With 1:51 left to play, Detroit trailed by three points and faced a third-and-1 from the Seattle 11. As receiver Calvin Johnson tried to stretch across the goal line, safety Kam Chancellor punched the ball loose, sending it bouncing into the end zone. As the ball fluttered toward the back of the end zone, Seattle linebacker K.J. Wright tapped the ball, accelerating it out of play and assuring Seattle a touchback. We now know that this was a case of illegal batting, and had the referees called the penalty, Detroit would have regained possession inside the 1-yard line, half the distance from the spot of the fumble.
And while it's impossible to know for certain which team would have won the game had things gone differently, we can make some good estimates about each team's chances using our win probability model.
There's little doubt Chancellor's amazing play saved a touchdown and prevented the Seahawks from falling behind by four points with less than two minutes remaining. Here's the breakdown:
• A Detroit touchdown leaves Seattle down by four with 1:45 to play, giving the Seahawks a 15.7 percent chance of winning.
• Chancellor's play keeps the Seahawks up by three, giving them an 89.5 percent chance of winning.
• Had the Seahawks been penalized for illegal batting, Detroit would have had a first-and-goal inside the 1 with 1:45 to play, giving them an 80.7 percent chance of winning.

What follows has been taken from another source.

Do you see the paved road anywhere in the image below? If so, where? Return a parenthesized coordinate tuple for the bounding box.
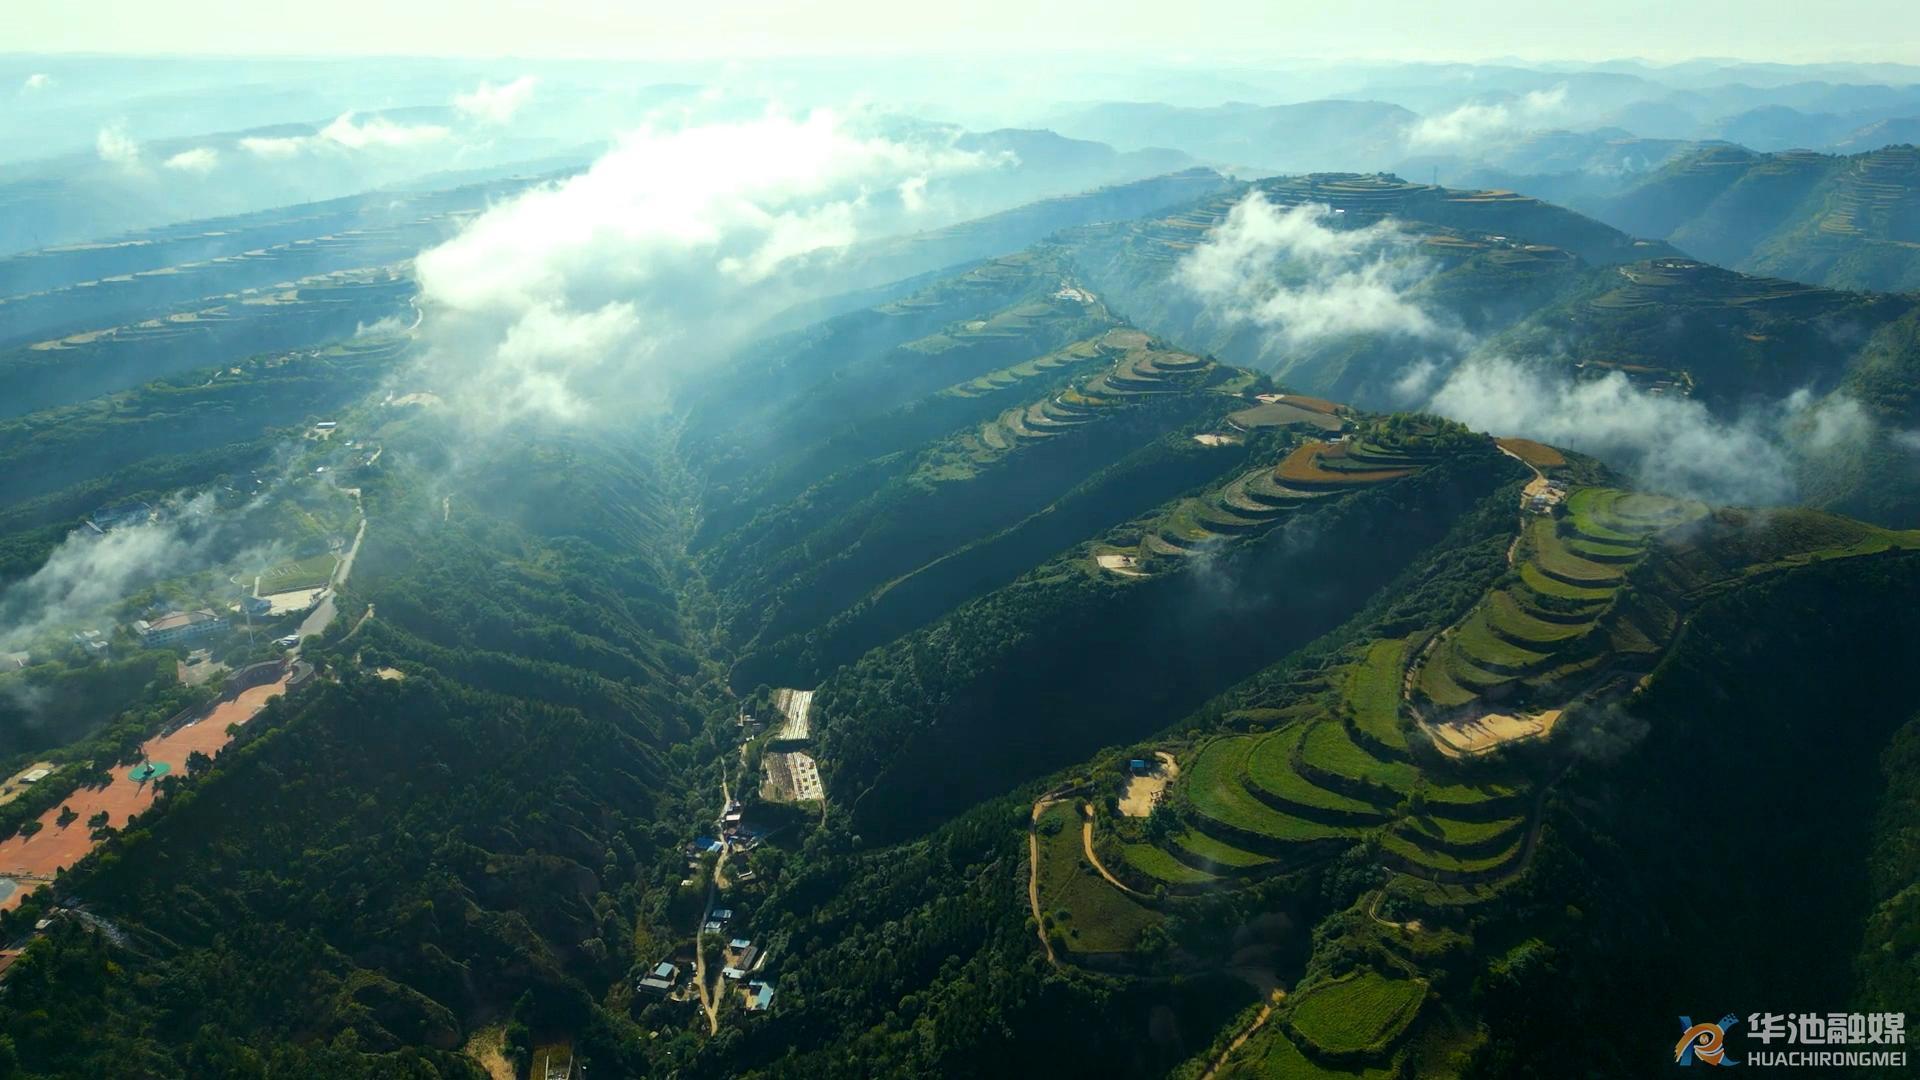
(295, 510, 366, 647)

The percentages for the first and last scenarios might not seem very high for Detroit, but that's because Seattle had two timeouts, leaving plenty of time for the Seahawks to respond (also assuming Detroit scores quickly in the last scenario). Ninety or more seconds is a virtual eternity in the modern two-minute drill.

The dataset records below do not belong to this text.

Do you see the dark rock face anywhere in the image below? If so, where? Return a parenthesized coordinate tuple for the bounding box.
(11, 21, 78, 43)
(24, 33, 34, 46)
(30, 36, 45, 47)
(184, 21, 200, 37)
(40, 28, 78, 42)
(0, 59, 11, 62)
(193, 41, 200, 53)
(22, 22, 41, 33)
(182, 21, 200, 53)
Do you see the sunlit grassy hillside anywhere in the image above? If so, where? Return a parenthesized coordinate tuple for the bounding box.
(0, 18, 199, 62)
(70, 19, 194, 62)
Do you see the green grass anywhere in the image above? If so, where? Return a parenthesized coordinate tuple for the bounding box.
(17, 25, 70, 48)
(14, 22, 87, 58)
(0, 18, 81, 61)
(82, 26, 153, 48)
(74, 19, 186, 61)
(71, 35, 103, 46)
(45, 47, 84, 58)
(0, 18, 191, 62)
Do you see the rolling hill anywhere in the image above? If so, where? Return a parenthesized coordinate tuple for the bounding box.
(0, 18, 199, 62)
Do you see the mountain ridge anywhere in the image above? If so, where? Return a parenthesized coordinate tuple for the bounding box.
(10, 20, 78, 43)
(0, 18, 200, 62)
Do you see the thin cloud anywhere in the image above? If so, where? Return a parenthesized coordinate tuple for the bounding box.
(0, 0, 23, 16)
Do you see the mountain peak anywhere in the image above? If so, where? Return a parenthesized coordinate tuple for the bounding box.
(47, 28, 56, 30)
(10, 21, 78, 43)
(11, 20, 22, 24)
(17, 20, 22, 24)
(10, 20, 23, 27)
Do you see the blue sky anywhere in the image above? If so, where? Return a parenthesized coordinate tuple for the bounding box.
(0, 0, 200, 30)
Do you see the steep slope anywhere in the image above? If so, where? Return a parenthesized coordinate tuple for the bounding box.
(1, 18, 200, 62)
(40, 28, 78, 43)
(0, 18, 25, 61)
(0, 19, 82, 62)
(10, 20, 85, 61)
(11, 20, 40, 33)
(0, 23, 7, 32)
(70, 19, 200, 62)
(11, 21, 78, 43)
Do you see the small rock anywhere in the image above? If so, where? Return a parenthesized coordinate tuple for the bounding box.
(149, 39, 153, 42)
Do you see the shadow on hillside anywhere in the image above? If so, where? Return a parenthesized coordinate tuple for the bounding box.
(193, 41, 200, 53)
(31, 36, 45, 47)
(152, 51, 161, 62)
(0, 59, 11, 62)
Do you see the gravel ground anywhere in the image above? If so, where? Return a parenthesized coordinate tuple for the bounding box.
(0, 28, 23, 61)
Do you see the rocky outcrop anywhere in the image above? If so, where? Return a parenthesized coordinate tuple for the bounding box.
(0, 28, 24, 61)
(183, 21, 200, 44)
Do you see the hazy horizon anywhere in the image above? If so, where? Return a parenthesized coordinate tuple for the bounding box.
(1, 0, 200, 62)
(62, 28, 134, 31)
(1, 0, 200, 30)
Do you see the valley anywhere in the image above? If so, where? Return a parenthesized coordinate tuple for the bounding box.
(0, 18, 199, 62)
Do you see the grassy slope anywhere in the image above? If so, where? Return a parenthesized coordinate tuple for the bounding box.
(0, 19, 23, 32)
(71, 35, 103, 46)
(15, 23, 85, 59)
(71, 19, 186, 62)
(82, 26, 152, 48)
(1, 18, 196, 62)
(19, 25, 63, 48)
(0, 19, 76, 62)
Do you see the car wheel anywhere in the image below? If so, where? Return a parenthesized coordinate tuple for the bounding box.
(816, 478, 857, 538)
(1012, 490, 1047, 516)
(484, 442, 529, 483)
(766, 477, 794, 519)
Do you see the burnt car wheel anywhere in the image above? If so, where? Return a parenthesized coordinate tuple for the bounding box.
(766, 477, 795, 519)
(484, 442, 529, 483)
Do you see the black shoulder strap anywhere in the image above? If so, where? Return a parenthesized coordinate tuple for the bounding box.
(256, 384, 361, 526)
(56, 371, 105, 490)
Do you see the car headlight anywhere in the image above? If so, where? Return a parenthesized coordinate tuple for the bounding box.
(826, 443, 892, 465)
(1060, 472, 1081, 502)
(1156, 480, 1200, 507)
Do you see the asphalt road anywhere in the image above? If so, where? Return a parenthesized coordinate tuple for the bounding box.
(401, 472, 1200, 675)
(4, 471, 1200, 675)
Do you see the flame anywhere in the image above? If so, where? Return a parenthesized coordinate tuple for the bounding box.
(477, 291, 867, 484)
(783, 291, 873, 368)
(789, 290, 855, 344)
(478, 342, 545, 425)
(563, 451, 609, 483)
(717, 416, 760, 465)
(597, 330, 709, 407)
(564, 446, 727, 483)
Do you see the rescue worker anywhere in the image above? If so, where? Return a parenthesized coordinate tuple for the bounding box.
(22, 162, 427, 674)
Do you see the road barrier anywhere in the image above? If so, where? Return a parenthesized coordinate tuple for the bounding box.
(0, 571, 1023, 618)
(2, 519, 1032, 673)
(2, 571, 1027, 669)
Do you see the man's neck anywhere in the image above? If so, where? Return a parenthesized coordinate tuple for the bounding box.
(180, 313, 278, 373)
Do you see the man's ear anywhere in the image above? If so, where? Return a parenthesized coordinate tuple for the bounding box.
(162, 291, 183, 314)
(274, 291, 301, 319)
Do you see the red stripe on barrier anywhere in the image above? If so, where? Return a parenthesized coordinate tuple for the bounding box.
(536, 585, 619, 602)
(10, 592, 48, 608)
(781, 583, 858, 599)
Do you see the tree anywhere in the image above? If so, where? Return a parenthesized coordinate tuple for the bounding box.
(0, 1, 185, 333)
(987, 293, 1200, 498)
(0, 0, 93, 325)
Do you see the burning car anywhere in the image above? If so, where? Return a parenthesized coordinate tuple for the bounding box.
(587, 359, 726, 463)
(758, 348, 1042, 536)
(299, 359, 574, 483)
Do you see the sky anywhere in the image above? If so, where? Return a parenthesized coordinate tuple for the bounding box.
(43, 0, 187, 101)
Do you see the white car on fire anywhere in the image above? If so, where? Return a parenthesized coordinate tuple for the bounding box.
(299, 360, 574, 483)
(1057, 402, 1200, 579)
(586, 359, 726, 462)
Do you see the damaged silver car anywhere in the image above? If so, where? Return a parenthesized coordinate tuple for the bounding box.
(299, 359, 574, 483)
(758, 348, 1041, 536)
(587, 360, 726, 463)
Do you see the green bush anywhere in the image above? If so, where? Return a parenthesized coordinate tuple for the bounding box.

Overall: The officials' missed call on the batted ball was a plus-.702 win probability added event, as we might say in the football analytics world. In other words, it swung each team's chances by about 70 percent. It's very rare that single events in football even approach that big of a swing.
The difference between the 80.7 percent chance following the hypothetical illegal batting penalty and the Lions' 10.5 percent chance following the touchback makes that missed call a 70.2 percent error.
That might not be as big as the "Fail Mary" call in the Green Bay-Seattle Monday night game three years ago, which was a clear-cut 100 percent swing, but it's close.